Verzweiflung und Angst nagen an ihm. Ist dies das Ende seiner Strafe? Auf ewig in dieser Leere gefangen zu sein? Plözlich spürt er, wie er immer langsamer voran kommt. Egal wohin er sich dreht, das Moor steigt! Schon spürt er es am Hals und eine Träne löst sich aus seinem rechten Auge. Unfähig etwas zu sagen nimmt er sein Schicksal hin und taucht hinab ins kalte Nichts...

Schlagartig öffnet der Troll die Augen und starrt gegen eine hölzerne Decke. Die Umgebung ist nicht nass, sondern trocken und er liegt auf weichem Untergrund. Sofort richtet er sich auf und spürt ein dumpfes Ziehen an vielen Stellen seines Oberkörpers.

Schnaufend und unter großer Anstrengung erhebt er sich und muss sich erstmal an der Säule neben dem Bett abstützen. Er hat in einem viel zu kleinen Bett geschlafen und seine Weste liegt irgendwo am Boden herum. Erstmal blickt der Troll an sich herab. Sein Oberkörper ist gezeichnet von mehreren Narben unterschiedlicher Größe und Form.

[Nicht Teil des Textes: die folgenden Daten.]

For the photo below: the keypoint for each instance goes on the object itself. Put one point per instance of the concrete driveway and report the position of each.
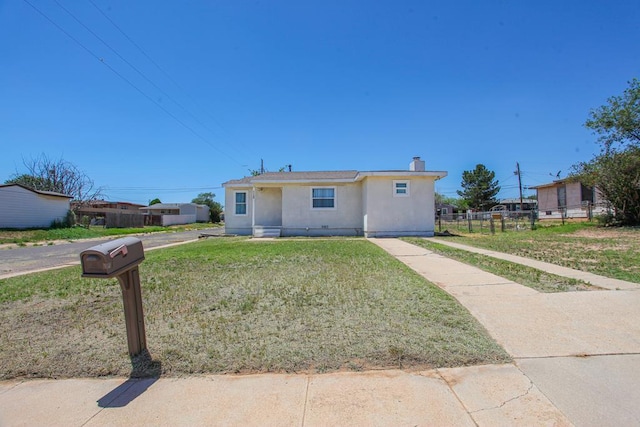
(581, 349)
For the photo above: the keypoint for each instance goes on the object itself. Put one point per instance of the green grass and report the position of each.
(610, 252)
(527, 276)
(22, 237)
(238, 305)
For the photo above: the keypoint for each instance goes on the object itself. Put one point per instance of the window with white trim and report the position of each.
(323, 198)
(401, 188)
(241, 203)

Ein paar frische Narben zeigen, dass er wohl einiges einstecken musste... aber warum? Sein Kopf fühlt sich so schwer an und seine Gedanken sind hinter einer dicken, grauen Nebelwolke versteckt. Auf jeden Fall zieht es an mehreren Stellen... an Stellen wo er eigentlich keine Narben hat.

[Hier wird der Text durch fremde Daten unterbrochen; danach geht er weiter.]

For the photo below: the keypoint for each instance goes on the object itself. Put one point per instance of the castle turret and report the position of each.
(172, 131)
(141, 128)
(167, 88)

Mühsam schlüpft er in die Weste, schnappt sich sein Messer und stolpert durch den Raum zur Treppe und an der nach unten. Es scheint sich um ein Gasthaus zu handeln. Ein Gasthaus der Pandaren. Zwei großen, runde Tische stehen in der Raummitte, an einem haben sich zwei Blutelfen und vier Pandaren Platz gemacht.

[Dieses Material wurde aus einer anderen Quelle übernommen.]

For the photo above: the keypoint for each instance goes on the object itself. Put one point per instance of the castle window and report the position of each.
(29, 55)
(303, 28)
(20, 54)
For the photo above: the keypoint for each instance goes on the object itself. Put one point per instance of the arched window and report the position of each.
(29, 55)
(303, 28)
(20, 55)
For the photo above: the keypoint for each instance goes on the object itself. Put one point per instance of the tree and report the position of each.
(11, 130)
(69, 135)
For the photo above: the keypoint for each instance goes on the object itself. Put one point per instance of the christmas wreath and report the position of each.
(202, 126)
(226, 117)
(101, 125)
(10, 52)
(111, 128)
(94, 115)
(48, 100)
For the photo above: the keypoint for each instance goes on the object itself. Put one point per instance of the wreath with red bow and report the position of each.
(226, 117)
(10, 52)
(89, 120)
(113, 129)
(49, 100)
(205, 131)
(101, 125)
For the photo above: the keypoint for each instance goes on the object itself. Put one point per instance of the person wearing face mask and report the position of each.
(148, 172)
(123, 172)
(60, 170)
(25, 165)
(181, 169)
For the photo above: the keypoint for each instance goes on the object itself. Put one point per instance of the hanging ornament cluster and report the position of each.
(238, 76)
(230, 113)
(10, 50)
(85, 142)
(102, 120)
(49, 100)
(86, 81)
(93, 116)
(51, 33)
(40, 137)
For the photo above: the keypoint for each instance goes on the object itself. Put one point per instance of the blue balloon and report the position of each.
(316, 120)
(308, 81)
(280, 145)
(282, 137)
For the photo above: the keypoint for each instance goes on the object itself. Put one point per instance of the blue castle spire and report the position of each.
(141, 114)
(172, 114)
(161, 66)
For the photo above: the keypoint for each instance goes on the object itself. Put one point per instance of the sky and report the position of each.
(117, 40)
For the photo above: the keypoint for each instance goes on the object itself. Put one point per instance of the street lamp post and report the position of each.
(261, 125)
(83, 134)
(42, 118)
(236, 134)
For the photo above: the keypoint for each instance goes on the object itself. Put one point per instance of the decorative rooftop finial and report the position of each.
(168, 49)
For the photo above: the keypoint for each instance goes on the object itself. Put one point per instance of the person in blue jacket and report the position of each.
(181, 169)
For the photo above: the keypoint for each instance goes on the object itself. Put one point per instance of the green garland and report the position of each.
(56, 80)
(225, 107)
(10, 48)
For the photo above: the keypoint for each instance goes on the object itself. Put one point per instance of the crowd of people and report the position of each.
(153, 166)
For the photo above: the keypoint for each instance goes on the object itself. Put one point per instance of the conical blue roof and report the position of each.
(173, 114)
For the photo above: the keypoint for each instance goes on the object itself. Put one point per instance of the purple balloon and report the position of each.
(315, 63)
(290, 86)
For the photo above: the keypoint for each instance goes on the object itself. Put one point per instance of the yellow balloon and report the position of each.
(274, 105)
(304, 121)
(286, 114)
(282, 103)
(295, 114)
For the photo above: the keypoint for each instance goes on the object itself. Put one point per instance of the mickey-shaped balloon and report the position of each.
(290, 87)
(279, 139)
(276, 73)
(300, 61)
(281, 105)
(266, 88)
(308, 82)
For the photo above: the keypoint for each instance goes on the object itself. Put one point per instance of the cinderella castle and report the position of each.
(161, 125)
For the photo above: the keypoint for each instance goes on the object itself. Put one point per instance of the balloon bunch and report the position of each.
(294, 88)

So langsam sickern Erinnerungsstücke durch den Nebel in seinem Kopf und mühselig bringt Zin ein "Morg'n" zustande. Erfreut ihn auf den Beinen zu sehen wird er gefragt wie es ihm geht und ein Frühstück wird ihm angeboten. Als würde jemand anderes seinen Körper lenken geht er zum Tisch und macht sich gierig über das Essen her. Der Hunger meldet sich und der große Troll verdrückt sogar eine zweite Portion. Die Energie des Essens vertreibt den restlichen Nebel aus seinem Kopf und bringt ihn ins hier und jetzt retour.

Immer klarer kommen die Erinnerungen an das, was vor seinem komischen Schlaf passiert ist. Sie waren in einem Tempel, in dem Arashi von Dämonen gefangen halten wurde. Die gesamte Gruppe hat den Tempel durchsucht und dabei gegen sämtliche Dämonen gekämpft.

Zin erinnert sich wage daran, wie die Welt um ihn herum rot wurde. Egal ob Höllenhund oder Wichte, jeder Dämon starb durch seinen Zorn und seine Wut. Nachdem sie Arashi gerettet haben gingen sie in Sicherheit. Er erinnert sich wie er langsam wieder die Kontrolle zurück gewann, spürte aber eine Schwäche und eine Kälte die in ihm hochkletterte.

Die Pandahexe die sie begleitete hat in das Wasser geschaut, das für sie gestohlen wurde. Irgendetwas hat sie erschreckt, denn sie floh und als wäre das nicht genug, kommt ein Zandalari in Eulengestalt zu ihnen und meinte, sie ab jetzt zu begleiten. Geschwächt und immer starrer werdend ist er zum See neben der Tempelanlage gegangen, als alles plötzlich schwarz vor ihm wurde.

Ja und jetzt ist er hier, in einem Gasthaus und mit einem komischen Traum... ob der Tag noch besser wird?